Generate column mapping suggestions and Python Script between two CSVs using OpenAI's LLM.
- Generate Column Mapping Suggestions and Python Script using OpenAI's LLM
- Can Edit Suggestion and Code Script
- Can Run the Script and See Results
Post User edited suggestion along with files to get LLM generated mapping suggestion and code according to user Suggestions
POST /suggest_column_mapping/
Parameter | Type | Description |
---|---|---|
input_table |
File |
Required. table_A.csv / table_B.csv |
template_table |
File |
Required. template.csv |
suggestion |
string |
Optional. user edited suggestion |
POST /column_mapper/
Parameter | Type | Description |
---|---|---|
code |
string |
Required. code to map colums |
input_table |
File |
Required. table_A.csv / table_B.csv |
To run this project, you will need to add the following environment variable to your .env file
OPENAI_API_KEY
Clone the project
git clone https://github.com/usmanasif/Zero_Test_Assignment.git
Go to the project directory
cd Zero_Test_Assignment
Go to the backend directory
cd backend
Install dependencies
pip install -r requirements.txt
Start the server
uvicorn main:app --host 0.0.0.0 --port 8000
Go to frontend directory
cd front_end
Install dependencies
npm install
Start the server
npm start
- Choose input file and Template file
- Click on "UPLOAD FILES" button and it will fetch "Suggestions" and "Python Script" data
- You can update suggestions and python script
- You can MAP the code and see the results
- Click on "DOWNLOAD RESULTS" to download csv file of the output data.
In anticipation of harnessing the full potential of the LLM for the business-spacific tasks in the future, I have adopted an approach by storing synthetic data produced by the LLM in conjunction with the prompts or queries issued to it. This is being systematically stored in integrated database.

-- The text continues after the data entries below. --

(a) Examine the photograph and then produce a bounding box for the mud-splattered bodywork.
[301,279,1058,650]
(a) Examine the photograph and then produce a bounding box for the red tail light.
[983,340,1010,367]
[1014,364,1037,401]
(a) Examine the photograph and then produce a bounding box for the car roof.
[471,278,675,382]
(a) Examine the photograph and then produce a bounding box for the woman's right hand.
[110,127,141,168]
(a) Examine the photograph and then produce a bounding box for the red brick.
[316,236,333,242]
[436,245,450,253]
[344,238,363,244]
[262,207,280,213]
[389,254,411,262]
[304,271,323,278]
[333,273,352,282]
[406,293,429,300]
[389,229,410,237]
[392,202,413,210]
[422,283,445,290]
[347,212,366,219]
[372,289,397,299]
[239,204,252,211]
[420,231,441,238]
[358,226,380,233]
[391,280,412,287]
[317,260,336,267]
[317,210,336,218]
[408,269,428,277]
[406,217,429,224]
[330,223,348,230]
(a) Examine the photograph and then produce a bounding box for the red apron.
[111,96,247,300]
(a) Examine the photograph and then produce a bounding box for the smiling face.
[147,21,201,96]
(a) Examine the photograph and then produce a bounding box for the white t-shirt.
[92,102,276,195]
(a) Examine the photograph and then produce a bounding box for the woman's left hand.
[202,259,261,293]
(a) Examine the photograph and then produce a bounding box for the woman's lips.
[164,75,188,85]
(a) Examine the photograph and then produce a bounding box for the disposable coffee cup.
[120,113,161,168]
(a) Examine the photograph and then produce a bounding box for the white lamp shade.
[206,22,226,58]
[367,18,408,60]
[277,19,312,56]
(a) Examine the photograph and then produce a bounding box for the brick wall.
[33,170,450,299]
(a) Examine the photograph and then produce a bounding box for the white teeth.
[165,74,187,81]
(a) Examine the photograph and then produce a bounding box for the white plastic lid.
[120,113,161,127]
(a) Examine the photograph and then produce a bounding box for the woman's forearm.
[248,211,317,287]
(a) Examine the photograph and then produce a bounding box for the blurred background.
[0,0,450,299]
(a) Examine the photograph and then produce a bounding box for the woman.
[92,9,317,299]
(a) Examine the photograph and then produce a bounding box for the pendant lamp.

No doubt, LLMs are great at handling a wide range of topics,but LLMs might not always be perfect for business specific tasks. There is a need of Surpvised Training of LLM for business specific tasks.
To do this without increasing costs or needing more people, I have come up with a smart method. I am carefully saving the prompt and its answers by LLM. Think of it like collecting a dataset of specific business-related tasks. With this approach, every prompt and response is like a training lesson, for LLM and the best part is, I am generating and saving synthetic data without extra work and involvement of Human resources i.e Data Annotators.
The big picture is simple: When I have enough of these saved conversations, I can use them to better train the LLM. I want it to really understand the specific business needs. By training the LLM with this data, the LLM will not just have general knowledge but will be better at helping in unique business situation.
In conclusion, by combining the LLM's broad knowledge with my collected data, I am aiming to create a tool that is not only advanced but also perfectly suited to specific business needs and how I operate.
If I had more time, I would have added a Feedback loop in my app.